誰でもすぐに使える
説明の型「IKPOLET法」とは…

 私は、これまで多い時で月に150時間以上の講義を10年以上行ってきました。これだけの時間を講義に費やすと、説明下手な私でも、受験生にしっかり理解してもらうにはどうすべきか、数をこなしていくうちに、その説明の構成要素と組み立て方が見えてくるようになったのです。

 そういったこれまでの経験から導き出した説明の型(フォーマット)が、以下の手順にある英単語の初めの文字をとった「IKPOLET(イクポレット)法」というものです。
 
 Step1 興味をひくInterest)
 Step2 受験生の持っている知識や認識にアクセスするKnowledge)
 Step3 目的を示すPurpose)
 Step4 大枠を見せるOutline)
 Step5 つなげるLink)
 Step6 具体化、事例、証拠を示すEmbodiment,Example,Evidence)
 Step7 転移させるTransfer)

 Step1では、「キミたちが毎日使っているスマホのバッテリー……。その歴史って、カエルから始まったの、知ってた?」のように、意外性を打ち出して受験生に興味を持たせます。ここのつかみを怠ったり誤ったりすると、その先の話を聴こうとしない可能性が高まります。

 Step2では、「最近話題になっている人工知能(AI)って知ってる?」のように、説明するテーマについて受験生がどの程度の知識を持っているのかを確認します。受験生のレベルを把握することで、理解に早く到達するための説明をしなければなりません。

 Step3では、「キミたちが今取り組んでいる計算トレーニングはね、次のレベルの問題を解くのに必要になるスキルなんだ」のように、受験生にわかってもらいたい内容、または、それを理解してもらうための目的を説明します。すると受験生は頭の中で整理していき、 “理解の方向性”つまり、目的が定まるのです。目的を明確にしないまま物事を進めてしまうと、受験生も講師もお互いに不幸になってしまいかねません。

 Step4では、「この資料は、全体で20枚あり、今話している内容は10枚目の話なんだよ」のように、これから説明するテーマの大枠を示し、そのテーマがどの位置にあるのかを話してあげることで、受験生がそのテーマを俯瞰することができるようになります。物事を俯瞰できるかどうかで、受験生が理解するスピード具合も変わってきます。

 Step5では、「放射能が危険な理由は、DNAに直接ダメージを与えてしまうからなんだ」のように、因果関係などの物事の“つながり”を説明していきます。そうすることで、受験生の頭の中で既存の知識と新たな知識がどんどんつながっていき、理解が促進されるのです。
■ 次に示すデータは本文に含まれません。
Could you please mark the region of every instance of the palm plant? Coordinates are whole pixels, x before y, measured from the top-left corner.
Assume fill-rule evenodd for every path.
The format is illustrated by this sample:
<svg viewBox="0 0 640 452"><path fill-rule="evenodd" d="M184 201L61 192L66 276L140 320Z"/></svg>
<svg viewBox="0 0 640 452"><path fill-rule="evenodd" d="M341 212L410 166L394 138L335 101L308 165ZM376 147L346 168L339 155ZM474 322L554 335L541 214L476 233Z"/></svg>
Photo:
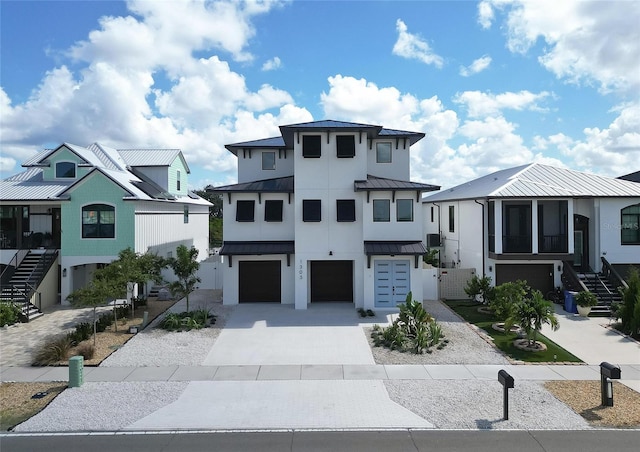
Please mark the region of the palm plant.
<svg viewBox="0 0 640 452"><path fill-rule="evenodd" d="M553 331L560 328L553 304L544 299L542 292L534 290L531 296L516 303L504 327L505 331L509 331L513 325L519 325L525 331L529 345L534 346L544 324L550 325Z"/></svg>

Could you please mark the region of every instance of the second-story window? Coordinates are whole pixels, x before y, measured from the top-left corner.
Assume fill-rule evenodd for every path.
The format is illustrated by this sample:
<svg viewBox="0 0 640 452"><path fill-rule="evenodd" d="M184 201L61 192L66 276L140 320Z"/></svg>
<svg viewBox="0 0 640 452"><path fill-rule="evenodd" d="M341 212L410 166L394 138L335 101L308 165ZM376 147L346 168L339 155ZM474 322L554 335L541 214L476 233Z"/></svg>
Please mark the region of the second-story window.
<svg viewBox="0 0 640 452"><path fill-rule="evenodd" d="M302 200L302 221L317 222L322 220L322 203L319 199Z"/></svg>
<svg viewBox="0 0 640 452"><path fill-rule="evenodd" d="M337 221L356 221L356 201L354 199L336 200Z"/></svg>
<svg viewBox="0 0 640 452"><path fill-rule="evenodd" d="M106 204L82 208L82 238L112 239L116 234L116 209Z"/></svg>
<svg viewBox="0 0 640 452"><path fill-rule="evenodd" d="M182 217L183 217L184 224L187 224L189 222L189 206L184 206L182 211Z"/></svg>
<svg viewBox="0 0 640 452"><path fill-rule="evenodd" d="M253 211L255 201L237 201L236 202L236 221L251 222L253 221Z"/></svg>
<svg viewBox="0 0 640 452"><path fill-rule="evenodd" d="M336 137L336 155L338 158L356 156L356 139L353 135L338 135Z"/></svg>
<svg viewBox="0 0 640 452"><path fill-rule="evenodd" d="M281 222L282 221L282 201L266 200L264 202L264 221Z"/></svg>
<svg viewBox="0 0 640 452"><path fill-rule="evenodd" d="M273 151L262 153L262 169L274 170L276 169L276 153Z"/></svg>
<svg viewBox="0 0 640 452"><path fill-rule="evenodd" d="M321 155L320 135L304 135L302 137L302 156L317 159Z"/></svg>
<svg viewBox="0 0 640 452"><path fill-rule="evenodd" d="M180 171L176 174L176 190L180 191Z"/></svg>
<svg viewBox="0 0 640 452"><path fill-rule="evenodd" d="M396 200L396 220L413 221L413 199Z"/></svg>
<svg viewBox="0 0 640 452"><path fill-rule="evenodd" d="M374 199L373 200L373 221L375 222L388 222L390 221L389 215L390 201L388 199Z"/></svg>
<svg viewBox="0 0 640 452"><path fill-rule="evenodd" d="M75 179L76 164L73 162L56 163L56 179Z"/></svg>
<svg viewBox="0 0 640 452"><path fill-rule="evenodd" d="M449 206L449 232L456 232L456 209L454 206Z"/></svg>
<svg viewBox="0 0 640 452"><path fill-rule="evenodd" d="M376 163L391 163L391 143L376 143Z"/></svg>

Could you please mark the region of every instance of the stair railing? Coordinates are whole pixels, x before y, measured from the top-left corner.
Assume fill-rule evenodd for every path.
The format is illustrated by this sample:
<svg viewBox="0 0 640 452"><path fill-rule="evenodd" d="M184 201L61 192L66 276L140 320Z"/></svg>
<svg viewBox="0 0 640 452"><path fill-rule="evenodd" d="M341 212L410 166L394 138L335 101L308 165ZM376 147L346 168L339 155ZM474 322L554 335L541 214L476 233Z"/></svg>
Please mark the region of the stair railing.
<svg viewBox="0 0 640 452"><path fill-rule="evenodd" d="M602 260L602 274L605 276L605 278L607 278L609 283L611 283L611 285L616 288L622 287L628 289L629 285L627 284L627 282L622 279L620 273L618 273L618 271L613 268L609 261L605 259L604 256L600 257L600 260Z"/></svg>
<svg viewBox="0 0 640 452"><path fill-rule="evenodd" d="M602 280L602 278L600 278L600 276L599 276L599 275L596 275L596 279L597 279L597 282L599 283L599 285L601 285L602 287L604 287L604 290L607 292L607 298L609 299L609 303L606 303L606 302L605 302L605 304L608 304L609 306L611 306L611 305L613 304L613 293L609 290L609 288L608 288L608 287L607 287L607 285L604 283L604 281ZM596 294L596 295L598 295L598 294ZM598 298L599 298L599 297L598 297Z"/></svg>
<svg viewBox="0 0 640 452"><path fill-rule="evenodd" d="M585 284L580 280L578 273L576 273L575 269L571 265L571 262L564 261L562 263L562 281L564 284L569 286L569 289L575 290L577 292L586 291L589 289Z"/></svg>
<svg viewBox="0 0 640 452"><path fill-rule="evenodd" d="M29 250L18 250L18 252L13 255L9 263L4 267L2 273L0 273L0 281L5 280L5 277L7 277L10 269L15 271L27 254L29 254Z"/></svg>

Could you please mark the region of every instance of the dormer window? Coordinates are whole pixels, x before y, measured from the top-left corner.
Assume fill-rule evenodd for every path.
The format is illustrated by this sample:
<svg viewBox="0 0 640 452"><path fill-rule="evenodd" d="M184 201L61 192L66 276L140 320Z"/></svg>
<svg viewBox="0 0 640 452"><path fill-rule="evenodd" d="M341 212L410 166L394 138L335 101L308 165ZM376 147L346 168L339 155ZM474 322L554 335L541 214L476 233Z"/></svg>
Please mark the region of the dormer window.
<svg viewBox="0 0 640 452"><path fill-rule="evenodd" d="M179 170L176 176L176 191L180 191L180 171Z"/></svg>
<svg viewBox="0 0 640 452"><path fill-rule="evenodd" d="M338 158L353 158L356 156L356 140L353 135L338 135L336 137Z"/></svg>
<svg viewBox="0 0 640 452"><path fill-rule="evenodd" d="M75 179L76 164L73 162L56 163L56 179Z"/></svg>
<svg viewBox="0 0 640 452"><path fill-rule="evenodd" d="M304 135L302 137L302 156L317 159L321 155L320 135Z"/></svg>

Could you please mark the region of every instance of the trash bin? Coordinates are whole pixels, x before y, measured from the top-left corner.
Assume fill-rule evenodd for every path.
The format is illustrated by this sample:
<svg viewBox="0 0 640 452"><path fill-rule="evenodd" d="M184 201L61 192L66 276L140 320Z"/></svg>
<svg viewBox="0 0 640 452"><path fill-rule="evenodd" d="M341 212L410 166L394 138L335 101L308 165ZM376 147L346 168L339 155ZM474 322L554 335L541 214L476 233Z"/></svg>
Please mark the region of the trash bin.
<svg viewBox="0 0 640 452"><path fill-rule="evenodd" d="M578 306L576 305L576 294L578 292L572 292L570 290L564 291L564 310L572 314L578 313Z"/></svg>
<svg viewBox="0 0 640 452"><path fill-rule="evenodd" d="M79 388L84 382L84 358L72 356L69 358L69 387Z"/></svg>

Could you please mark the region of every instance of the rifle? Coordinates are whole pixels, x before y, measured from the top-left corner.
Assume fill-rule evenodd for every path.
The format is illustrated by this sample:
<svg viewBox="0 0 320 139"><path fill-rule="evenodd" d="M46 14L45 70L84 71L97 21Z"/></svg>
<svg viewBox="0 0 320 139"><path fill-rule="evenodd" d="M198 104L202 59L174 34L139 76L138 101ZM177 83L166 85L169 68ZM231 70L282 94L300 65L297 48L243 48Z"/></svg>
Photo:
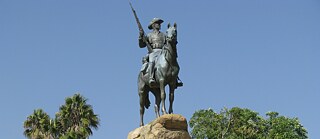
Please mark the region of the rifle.
<svg viewBox="0 0 320 139"><path fill-rule="evenodd" d="M143 30L143 28L142 28L142 26L141 26L141 23L140 23L140 21L139 21L139 18L138 18L138 16L137 16L136 11L133 9L131 2L129 2L129 4L130 4L131 10L132 10L132 12L133 12L134 18L136 19L136 22L137 22L137 24L138 24L139 31L141 31L141 32L143 32L143 34L145 34L145 33L144 33L144 30ZM142 40L143 40L143 42L146 43L147 48L148 48L148 52L151 53L151 52L152 52L152 47L151 47L150 43L148 42L146 36L143 36L143 37L142 37Z"/></svg>

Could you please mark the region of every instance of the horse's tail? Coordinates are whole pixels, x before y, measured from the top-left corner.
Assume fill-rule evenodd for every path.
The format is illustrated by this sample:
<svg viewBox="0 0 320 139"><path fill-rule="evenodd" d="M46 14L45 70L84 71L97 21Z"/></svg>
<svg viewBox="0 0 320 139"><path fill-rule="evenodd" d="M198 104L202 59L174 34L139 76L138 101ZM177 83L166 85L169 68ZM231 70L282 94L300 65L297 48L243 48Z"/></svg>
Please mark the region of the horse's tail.
<svg viewBox="0 0 320 139"><path fill-rule="evenodd" d="M144 107L146 107L146 109L148 109L150 107L150 100L149 100L149 93L147 93L146 95L146 100L144 101Z"/></svg>

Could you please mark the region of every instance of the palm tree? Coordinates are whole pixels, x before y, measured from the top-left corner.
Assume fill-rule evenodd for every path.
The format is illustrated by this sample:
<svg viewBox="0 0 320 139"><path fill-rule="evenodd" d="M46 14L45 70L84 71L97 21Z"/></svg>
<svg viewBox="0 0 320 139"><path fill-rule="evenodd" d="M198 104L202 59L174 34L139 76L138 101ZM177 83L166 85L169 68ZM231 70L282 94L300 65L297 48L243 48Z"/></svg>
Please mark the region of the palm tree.
<svg viewBox="0 0 320 139"><path fill-rule="evenodd" d="M65 105L62 105L56 114L60 136L72 134L88 138L93 134L91 128L98 129L99 118L94 114L92 106L86 102L87 99L80 94L66 98Z"/></svg>
<svg viewBox="0 0 320 139"><path fill-rule="evenodd" d="M33 114L24 121L23 134L29 139L51 139L51 120L42 109L34 110Z"/></svg>

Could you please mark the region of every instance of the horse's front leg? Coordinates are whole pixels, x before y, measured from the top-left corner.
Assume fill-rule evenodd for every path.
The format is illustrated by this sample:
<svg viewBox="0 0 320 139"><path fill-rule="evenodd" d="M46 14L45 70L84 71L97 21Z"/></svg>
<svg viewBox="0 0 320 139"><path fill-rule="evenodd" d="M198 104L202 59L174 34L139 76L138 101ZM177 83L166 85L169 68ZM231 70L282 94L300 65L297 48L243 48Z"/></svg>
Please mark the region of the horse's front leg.
<svg viewBox="0 0 320 139"><path fill-rule="evenodd" d="M169 101L170 101L170 106L169 106L169 114L173 113L173 101L174 101L174 90L175 90L175 85L170 85L170 94L169 94Z"/></svg>
<svg viewBox="0 0 320 139"><path fill-rule="evenodd" d="M162 114L167 114L167 110L166 110L166 92L165 92L165 84L164 84L164 80L161 79L159 80L159 84L160 84L160 95L161 95L161 110L162 110Z"/></svg>
<svg viewBox="0 0 320 139"><path fill-rule="evenodd" d="M160 103L161 103L161 97L160 97L160 89L154 89L153 94L155 96L155 105L154 105L154 111L156 113L156 117L160 117Z"/></svg>

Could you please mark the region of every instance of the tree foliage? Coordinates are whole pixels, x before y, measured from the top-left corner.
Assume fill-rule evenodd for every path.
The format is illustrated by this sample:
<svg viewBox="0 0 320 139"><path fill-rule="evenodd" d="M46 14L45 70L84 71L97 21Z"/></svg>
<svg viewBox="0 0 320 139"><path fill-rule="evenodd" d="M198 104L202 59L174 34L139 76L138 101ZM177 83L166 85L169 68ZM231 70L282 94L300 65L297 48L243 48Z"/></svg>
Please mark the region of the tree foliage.
<svg viewBox="0 0 320 139"><path fill-rule="evenodd" d="M307 131L297 118L234 107L220 113L212 109L196 111L190 119L191 135L196 139L306 139Z"/></svg>
<svg viewBox="0 0 320 139"><path fill-rule="evenodd" d="M29 139L50 139L51 120L42 109L36 109L33 114L24 121L25 128L23 134Z"/></svg>
<svg viewBox="0 0 320 139"><path fill-rule="evenodd" d="M80 94L66 98L66 104L60 107L56 114L59 131L62 135L68 134L88 137L92 135L91 128L97 129L99 118L94 114L92 106Z"/></svg>
<svg viewBox="0 0 320 139"><path fill-rule="evenodd" d="M99 118L87 99L80 94L65 99L55 119L42 109L34 110L24 122L24 135L29 139L86 139L98 129Z"/></svg>

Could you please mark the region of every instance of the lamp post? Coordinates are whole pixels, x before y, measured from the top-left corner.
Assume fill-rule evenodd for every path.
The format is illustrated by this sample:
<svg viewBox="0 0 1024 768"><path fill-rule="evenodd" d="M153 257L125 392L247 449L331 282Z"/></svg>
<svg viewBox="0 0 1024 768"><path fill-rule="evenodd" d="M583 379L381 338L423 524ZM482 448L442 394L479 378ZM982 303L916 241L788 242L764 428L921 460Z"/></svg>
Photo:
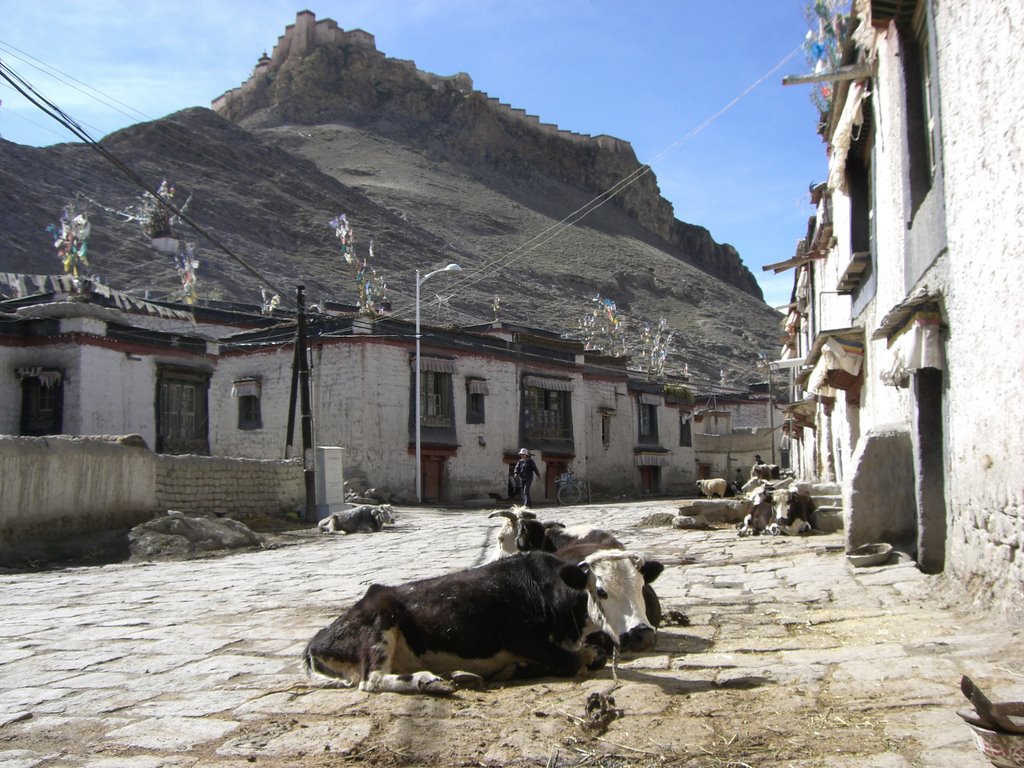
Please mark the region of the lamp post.
<svg viewBox="0 0 1024 768"><path fill-rule="evenodd" d="M764 365L765 376L768 379L768 434L772 442L772 464L775 463L775 398L772 394L772 363L762 353L759 355L761 364Z"/></svg>
<svg viewBox="0 0 1024 768"><path fill-rule="evenodd" d="M423 503L423 477L420 464L420 286L439 272L458 272L462 269L458 264L435 269L420 277L416 270L416 502Z"/></svg>

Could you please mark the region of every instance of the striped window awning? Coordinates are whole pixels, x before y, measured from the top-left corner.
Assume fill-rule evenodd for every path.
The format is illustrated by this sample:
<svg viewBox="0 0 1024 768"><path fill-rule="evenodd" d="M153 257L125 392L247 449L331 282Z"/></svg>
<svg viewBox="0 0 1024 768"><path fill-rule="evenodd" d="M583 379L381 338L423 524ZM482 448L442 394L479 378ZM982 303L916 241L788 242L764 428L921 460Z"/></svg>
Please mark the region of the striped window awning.
<svg viewBox="0 0 1024 768"><path fill-rule="evenodd" d="M667 453L638 453L635 458L636 458L636 465L638 467L667 467L668 466L668 454Z"/></svg>
<svg viewBox="0 0 1024 768"><path fill-rule="evenodd" d="M416 369L416 356L409 360L409 365ZM420 370L431 371L432 373L455 373L455 361L443 357L420 357Z"/></svg>
<svg viewBox="0 0 1024 768"><path fill-rule="evenodd" d="M232 397L259 397L260 396L260 380L259 379L239 379L238 381L231 382L231 396Z"/></svg>
<svg viewBox="0 0 1024 768"><path fill-rule="evenodd" d="M661 405L661 395L653 395L650 392L641 392L640 402L644 405Z"/></svg>
<svg viewBox="0 0 1024 768"><path fill-rule="evenodd" d="M567 379L546 379L541 376L524 376L524 387L536 389L554 389L559 392L572 392L572 382Z"/></svg>
<svg viewBox="0 0 1024 768"><path fill-rule="evenodd" d="M471 395L489 395L487 381L484 379L469 379L466 381L466 391Z"/></svg>

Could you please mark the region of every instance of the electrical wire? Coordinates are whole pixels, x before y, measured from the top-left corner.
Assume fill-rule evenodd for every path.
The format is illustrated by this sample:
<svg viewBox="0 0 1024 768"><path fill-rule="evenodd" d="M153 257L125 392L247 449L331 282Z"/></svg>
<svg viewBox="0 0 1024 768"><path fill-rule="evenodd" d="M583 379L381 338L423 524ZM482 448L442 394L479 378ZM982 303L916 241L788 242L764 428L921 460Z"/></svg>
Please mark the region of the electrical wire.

 Step6では、「この法則を用いた具体例としてはね……」のように、抽象的な内容や真偽が定かでないものを説明する時には、イメージしやすいレベルまで落とし込むのがコツです。

 Step7では、「気体で学んだ状態方程式の使い方って、浸透圧の問題を解く時にも利用できるんだ」のように、講師が説明しているもの(または、説明したもの)がその場面だけにとどまらず、他の場面でも使えることを示すのです。そうすると受験生に、「なるほど、他の場面でも使えるんだ!」と納得させることができます。説明の内容を理解すれば応用がきくということをアピールするのです。